Design of an optimised method for enzymatic isolation of Arabidopsis leaf cuticle. Fresh leaf discs floating on solution surface (a) and digested leaves with isolated cuticles after approximately 1 week of isolation (b) are shown. Silicone annuli were used to keep cuticle discs floating on the water surface, whereas digested tissue sank down

Fig. 2
figure 2

Optical microscopy of isolated abaxial cuticles from Col-0 (a), Ler (b), tmm1-1 (c) and epf1,2 (d). Cuticles were stained with aqueous Nile Blue A. Outlines of stomatal guard cells and pores (s), trichome envelopes (t) and borders of formerly present epidermal cells (arrowheads) are visible in dark blue

Special attention was paid to the cuticle of Col-0, which was thereafter used for wax analysis. Both air-facing (external) and mesophyll-facing (internal) surfaces of the abaxial and adaxial cuticles were studied by scanning electron microscopy (SEM) (Fig. 3) and cryoSEM. The external cuticle surface (facing the atmosphere) was almost smooth with no discernible epicuticular wax structures. At the inner side (facing the mesophyll), the cuticular lining of substomatal cavities was visible. Attempts to obtain images of cuticular cross sections were made to confirm its thickness. Artificially created cross sections were hard to realise due to low thickness and high adhesion of the cuticle. Nevertheless, at naturally occurring incisions of the cuticle we were able to measure cuticle thickness, which was c. 70–80 nm. This is in agreement with Kosma et al. [21] who obtained values of 66–82 nm in cross sections of fixed native leaves observed under TEM microscopy.

Fig. 3
figure 3

Scanning electron microscopy (af) and cryomicroscopy (gh) of isolated cuticles of Arabidopsis thaliana Col-0 wild type.
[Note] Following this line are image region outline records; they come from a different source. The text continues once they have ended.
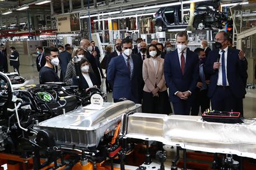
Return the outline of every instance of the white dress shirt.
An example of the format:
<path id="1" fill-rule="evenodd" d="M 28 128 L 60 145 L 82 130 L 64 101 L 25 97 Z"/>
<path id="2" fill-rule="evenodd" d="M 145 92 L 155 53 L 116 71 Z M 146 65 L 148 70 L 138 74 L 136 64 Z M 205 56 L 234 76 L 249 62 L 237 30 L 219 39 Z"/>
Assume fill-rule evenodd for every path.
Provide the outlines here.
<path id="1" fill-rule="evenodd" d="M 182 54 L 182 52 L 184 52 L 183 55 L 184 55 L 184 58 L 185 59 L 185 63 L 186 63 L 187 48 L 185 49 L 185 50 L 184 50 L 183 51 L 180 51 L 178 48 L 177 48 L 177 50 L 178 50 L 178 54 L 179 55 L 179 60 L 180 61 L 180 68 L 181 68 L 181 54 Z M 192 93 L 190 91 L 188 91 L 190 93 L 190 95 Z M 176 92 L 175 92 L 174 95 L 177 95 L 178 92 L 179 92 L 179 91 L 176 91 Z"/>
<path id="2" fill-rule="evenodd" d="M 120 54 L 121 54 L 121 53 L 120 53 L 118 50 L 117 50 L 117 56 L 119 56 Z"/>
<path id="3" fill-rule="evenodd" d="M 145 55 L 145 56 L 144 57 L 144 59 L 146 59 L 146 58 L 147 58 L 147 53 L 145 53 L 145 54 L 143 54 L 141 51 L 139 52 L 139 53 L 141 53 L 141 60 L 143 60 L 143 56 L 142 56 L 142 55 Z"/>
<path id="4" fill-rule="evenodd" d="M 153 61 L 153 65 L 154 65 L 155 68 L 155 72 L 156 73 L 156 64 L 157 63 L 157 60 L 155 58 L 152 58 L 152 60 Z"/>
<path id="5" fill-rule="evenodd" d="M 86 73 L 82 73 L 83 77 L 85 79 L 85 81 L 88 84 L 88 86 L 89 86 L 89 88 L 94 87 L 94 84 L 92 84 L 92 82 L 91 80 L 91 78 L 90 77 L 89 74 Z"/>
<path id="6" fill-rule="evenodd" d="M 229 81 L 227 81 L 227 49 L 228 46 L 227 46 L 225 49 L 224 49 L 225 51 L 225 67 L 226 70 L 226 81 L 227 82 L 227 86 L 229 86 Z M 223 86 L 222 83 L 222 68 L 221 67 L 221 63 L 222 63 L 222 52 L 221 52 L 222 50 L 220 49 L 218 54 L 221 55 L 221 58 L 220 58 L 220 63 L 221 65 L 218 68 L 218 81 L 217 82 L 217 85 L 218 86 Z"/>
<path id="7" fill-rule="evenodd" d="M 183 51 L 180 51 L 179 49 L 178 50 L 178 54 L 179 55 L 179 60 L 180 61 L 180 66 L 181 68 L 181 54 L 183 53 L 184 58 L 185 59 L 185 63 L 186 63 L 186 57 L 187 57 L 187 48 Z"/>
Adaxial external (a) and internal (b), abaxial external (c) and internal (d) sides of cuticles observed in secondary electron mode are shown. Details of the relief of abaxial cuticle and a stoma seen at higher magnification from the external (e) and internal (f) side, respectively, are included to show that a cuticle was present in substomatal cavities (f). Adaxial cuticles observed by cryomicroscopy are shown (g, h). Outlines of stomatal guard cells and pores (s), trichome envelopes (t), and borders of formerly present epidermal cells (arrowheads) are visible

Qualitative analysis of the elemental composition of cuticles was performed in SEM. Only C and O were found across most of the cuticle surface, which corresponds with the composition of wax (long-chain hydrocarbons, acids, aldehydes, alcohols or esters) [15]. When we focused on small areas with some remaining tissue, which was occasionally found on the inner side of some samples, we found C, O, N, P and S, which corresponds with the chemical composition of compounds in cell walls (e.g. proteins) [1].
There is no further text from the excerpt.